Saying ‘X is crap’ is not very helpful. Saying is ‘X is crap, but instead you could do Y and Z and when Q happens do R except in the case of S when you do T’ is EXTREMELY helpful and far more likely to get a positive result for you.

The existing process is certainly non-intuitive as you only have two operations available to you:

  1. A Left click always finds the closest Vertex (no matter how far away) and moves it to the click point. Dragging moves that selected point with the cursor.
  2. A Right click always finds the closes point on the closest line (no matter how far away), creates a new Vertex at that point and then moves that vertex to the current click point.

Understanding that and changing your workflow to match allows you to work within the current constraints.

However, I agree, it could be much better. Number 1 on my list would be a Ctrl-Z/undo button to undo the last ‘action’. Apart from that, it might only take a few tweaks to improve. For example the Clicks should probably not do anything at all unless they are reasonably close to a line segment or vertex. That would resolve the huge jumps of segments across the map.
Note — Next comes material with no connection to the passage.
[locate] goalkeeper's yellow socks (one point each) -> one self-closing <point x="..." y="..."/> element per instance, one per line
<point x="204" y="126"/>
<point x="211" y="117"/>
BTW, if you have snap to center turned on for you hex grids, there is no real need to draw the zone to match the hex edges. A rectangle covering the main part of the body of the hexes is enough.

Regards,
Brent.

Ok, the best way to solve this problem is as follows.

Right click to create a point from which to draw a LINE. Then Left Click to drag a line from that point to a new point B where you will again Right Click to create a new stopping point for the line. Then left click to drag a new line from Point B to Point C. This is the method described in the prior post by Mark above. This allows you to do an Etch a Sketch type of drawing enclosing an area with “vertices” from which a single line originates and ends. The figure is entirely enclosed when you draw a line from Vertices Z to Vertices A enclosing the area. Take a look at the attached example. The vertices are set individually when you stop a line and right click.

So, you begin at Point A by left clicking. Then you drag line 1 to the point you wish it to end. You then right click, which creates Vertices B, from which the next line will begin and all you have to do is hold down the left mouse button and drag it to the next point where you need to change direction. Right click at that point, create a new vertices, and then drag the line from that point to the next one. Eventually you get to Point L where you will drag Line 12 to the beginning Point A, which encloses the space.

This is a simple line tool method used by Photoshop. It works very well.

I understand now—it wasn’t clear to me what was description of current behavior and what was description of desired behavior.

Were this editor to be reworked, I would do it the way Inkscape handles paths: Initial left click starts a path, successive left clicks add nodes until the initial node is clicked once more to close the path. Nodes can be selected by clicking and deleted when selected by hitting Delete. Nodes can be dragged. New nodes are created by double-clicking on an existing segment.

This sounds very much like what I’ve described. But what currently exists just isn’t optimal.

I have added an enhancement request http://www.vassalengine.org/tracker/show_bug.cgi?id=13777 including the summary of this discussion.

Regards,
Brent.

Sorry I didn’t get back to you quickly today. Today is Gunslinger Turn Resolution day. When you’ve got 20 players it takes a bit … well, 19 players (one really shouldn’t run out into a street in the open in Gunslinger, especially when you KNOW someone is out there. It’s a sure way to get killed … so 19 players now).

Thank You for making an effort to do something about this thing. It’s annoyed me for a few years now.

Try the VASSAL-3.5.0-SNAPSHOT-07e96c8cd test build. Do you find that the zone editor works better there?